The Ljung-Box test results for the standardized residuals and squared residuals indicate no significant serial correlation, suggesting that the model has adequately captured the autocorrelation structure in the returns and volatility.
The adjusted Pearson goodness-of-fit test p-values are smaller than those for the normal distribution assumption, but still significant, indicating that the t-distribution provides a better fit than the normal distribution, but there might still be room for improvement.

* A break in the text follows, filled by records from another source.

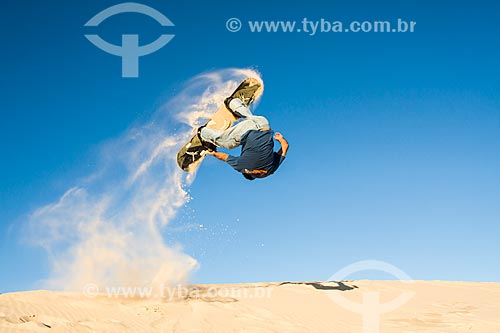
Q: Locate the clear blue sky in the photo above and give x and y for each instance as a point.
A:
(395, 138)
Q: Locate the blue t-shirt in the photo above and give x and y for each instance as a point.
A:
(257, 153)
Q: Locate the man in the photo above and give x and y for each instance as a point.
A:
(258, 158)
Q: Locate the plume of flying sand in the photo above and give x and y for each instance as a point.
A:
(106, 229)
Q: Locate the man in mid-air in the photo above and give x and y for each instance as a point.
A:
(258, 158)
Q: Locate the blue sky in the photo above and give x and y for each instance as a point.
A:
(395, 138)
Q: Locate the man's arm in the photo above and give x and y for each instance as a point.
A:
(219, 155)
(284, 144)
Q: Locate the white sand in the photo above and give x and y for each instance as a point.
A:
(435, 306)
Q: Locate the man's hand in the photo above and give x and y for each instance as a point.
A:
(284, 144)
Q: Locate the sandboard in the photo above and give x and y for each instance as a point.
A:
(193, 152)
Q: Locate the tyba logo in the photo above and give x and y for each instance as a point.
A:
(130, 50)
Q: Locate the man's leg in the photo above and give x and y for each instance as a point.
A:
(239, 108)
(229, 138)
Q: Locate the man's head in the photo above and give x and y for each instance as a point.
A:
(253, 174)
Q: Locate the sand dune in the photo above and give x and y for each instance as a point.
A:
(433, 306)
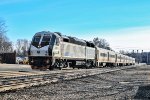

Finally, to visualize the comparison, we plot their QQ-plots:
```{r}
par(mfrow=c(1,2))
plot(igarch_11, which=9)
plot(igarch_11.t, which=9)
```
# Part 3: Model Comparison
Previously, we fit a few models on predicting volatility. We have GARCH and its variants EGARCH and IGARCH. We are now interested in determining which is the best. To accomplish this, we can use metrics such as the Akaike Information Criterion (AIC) and the Bayesian Information Criterion (BIC), as well as the log-likelihood of each model. The model with the lowest AIC and BIC values and the highest log-likelihood is generally considered the best fitting model.
```{r}
# a helper function
extract_criteria <- function(fit) {
aic <- tryCatch({
infocriteria(fit)[1]
}, error = function(cond) {
log_likelihood <- as.numeric(logLik(fit))
n_params <- length(coef(fit))
-2 * log_likelihood + 2 * n_params
})
bic <- tryCatch({
infocriteria(fit)[2]
}, error = function(cond) {
log_likelihood <- as.numeric(logLik(fit))
n_params <- length(coef(fit))
-2 * log_likelihood + n_params * log(length(kospi_returns))
})
loglik <- tryCatch({
likelihood(fit)
}, error = function(cond) {
as.numeric(logLik(fit))
})
return(c(aic, bic, loglik))
}
# get criteria from each model
criteria <- lapply(list(model1, egarch_model11.t, igarch_11.t), extract_criteria)
# store results
model_comparison <- data.frame(Model = c("GARCH", "EGARCH", "IGARCH"),
AIC = sapply(criteria, "[", 1),
BIC = sapply(criteria, "[", 2),
LogLik = sapply(criteria, "[", 3))
model_comparison
# determine the best model
best_model_aic <- model_comparison[which.min(model_comparison$AIC), "Model"]
best_model_bic <- model_comparison[which.min(model_comparison$BIC), "Model"]
best_model_loglik <- model_comparison[which.max(model_comparison$LogLik), "Model"]
cat("Best model based on AIC:", best_model_aic, "\n")
cat("Best model based on BIC:", best_model_bic, "\n")
cat("Best model based on log-likelihood:", best_model_loglik, "\n")
```
Observations:
We note that the AIC and BIC of GARCH are much lower than those of EGARCH and IGARCH. This could possibly be explained by the model complexity. Notice that while EGARCH and IGARCH can capture certain features of the data that GARCH models cannot (such as asymmetric volatility and integrated behavior), they might introduce additional complexity that is not justified by the improvement in the likelihood. If the extra parameters in EGARCH and IGARCH models do not provide a substantial increase in the likelihood, the AIC and BIC values will penalize these models for the additional complexity, resulting in higher values compared to the GARCH(1,1) model.
Hence, even though EGARCH maximizes log-likelihood, GARCH still beats it on both AIC and BIC. Thus, we conclude that GARCH(1, 1) is our best model.